Postal code is a very important feature for our prediction, but we do have to clean the data for postal code that we have.

empty_zips = list(df1[df1.POSTAL.isnull()].index)
df1['POSTAL_NEW'] = df1['POSTAL'].apply(lambda x: '00'+str(x) if len(str(x))==3 and x is not None and x is not np.nan
                                  else ('0'+str(x) if len(str(x))==4 and x is not None and x is not np.nan 
                                        else x))
df1['POSTAL_NEW'].replace({pd.NA: None}, inplace=True)
df1.POSTAL_NEW[df1.POSTAL_NEW.apply(lambda x: len(str(x)) in [12,13,14,15,16])]
df1['POSTAL_NEW'] = df1['POSTAL_NEW'].apply(lambda x:str(x).strip()[:5])

df1['POSTAL_NEW'].replace({'None': None}, inplace=True)

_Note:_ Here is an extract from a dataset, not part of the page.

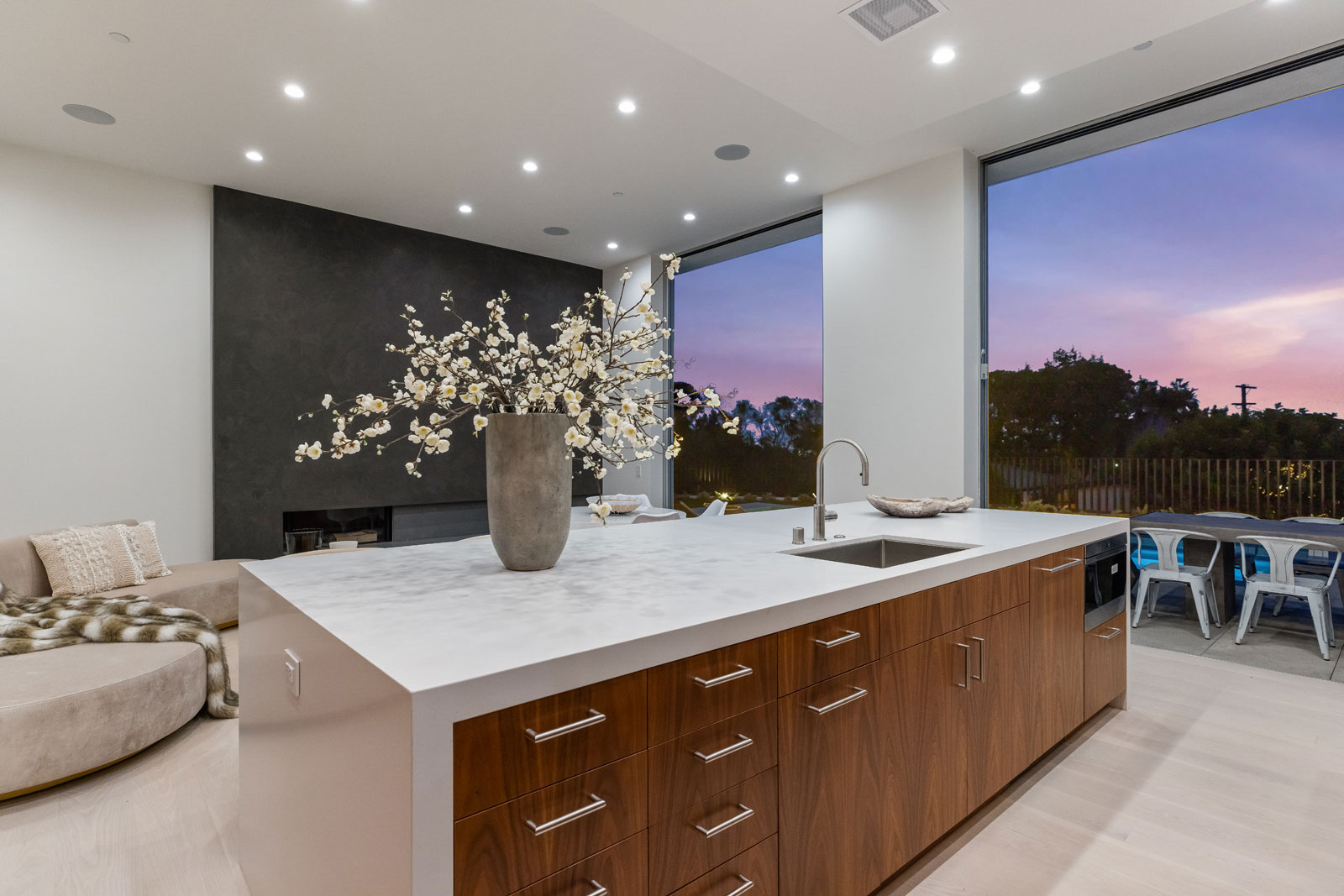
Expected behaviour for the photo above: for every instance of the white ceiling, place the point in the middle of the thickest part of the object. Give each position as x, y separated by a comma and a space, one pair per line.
414, 107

all_zips = list(map(itemgetter('zip_code'), zipcodes.filter_by(country='US')))

df1 = pd.merge(left = df1,
        right = pd.DataFrame({'zip':all_zips}),
        left_on = 'POSTAL_NEW', right_on='zip',
        how = 'left')

df1[['POSTAL','POSTAL_NEW','zip']]

Create postal groups to reduce dimensionality of the input space and minimizing overfitting. Keep postal group and delete other columns

df2 = df1.drop(columns=['POSTAL','POSTAL_NEW','zip'], errors='ignore')
df2.postal_group.value_counts()

EDA

df2.isnull().sum().sort_values(ascending=False)

We can see we have null values for columns which are related to stores but we have no null values for important columns at he bottom which is good news.

Lets separate Numerical and categorical variables for easy analysis

cat_cols=df2.select_dtypes(include=['object']).columns
num_cols = df2.select_dtypes(include=np.number).columns.tolist()
print("Categorical Variables:")
print(cat_cols)
print("Numerical Variables:")
print(num_cols)

Lets look at customer seg distribution

fig.suptitle('Bar plot for all categorical variables in the dataset')
sns.countplot(x = 'CUST_SEG', data = df2, color = 'blue', 
              order = df2['CUST_SEG'].value_counts().index)

Churn vs postal group

plt.figure(figsize=(10, 6))
sns.countplot(data=df2, x='postal_group', hue='CHURNED')
plt.title('Churned Counts by Postal Group')
plt.xlabel('Postal Group')
plt.ylabel('Count')
plt.xticks(rotation=45)  # Rotate x-axis labels for better readability
plt.legend(title='Churned')
plt.show()

We can see postal code 1 and 9 has more numbers with respect to churn.

Ecom total orders vs Ecom total returns by Churn value

sns.scatterplot(data=df2, x='ECOM_TOTAL_ORDERS', y='ECOM_RETURNED_ORDERS', hue='CHURNED')
plt.title('Orders vs Returns')
plt.xlabel('Ecom total orders')
plt.ylabel('Returns')
plt.legend(title='Customer Segment')
plt.show()

Ecom Total orders by Cancellation

sns.scatterplot(data=df2, x='ECOM_TOTAL_ORDERS', y='CANCELLED_ORDERS', hue='CHURNED')
plt.title('Orders vs Cancellations')
plt.xlabel('Ecom Cancel orders')
plt.ylabel('Returns')
plt.legend(title='Orders vs Cancellations')
plt.show()

Model

Encode our target variable to 0 and 1.

df2.CHURNED.replace({'YES': 1, 'NO': 0}, inplace = True)
print(df2.CHURNED.unique(), df2.CUST_SEG.unique())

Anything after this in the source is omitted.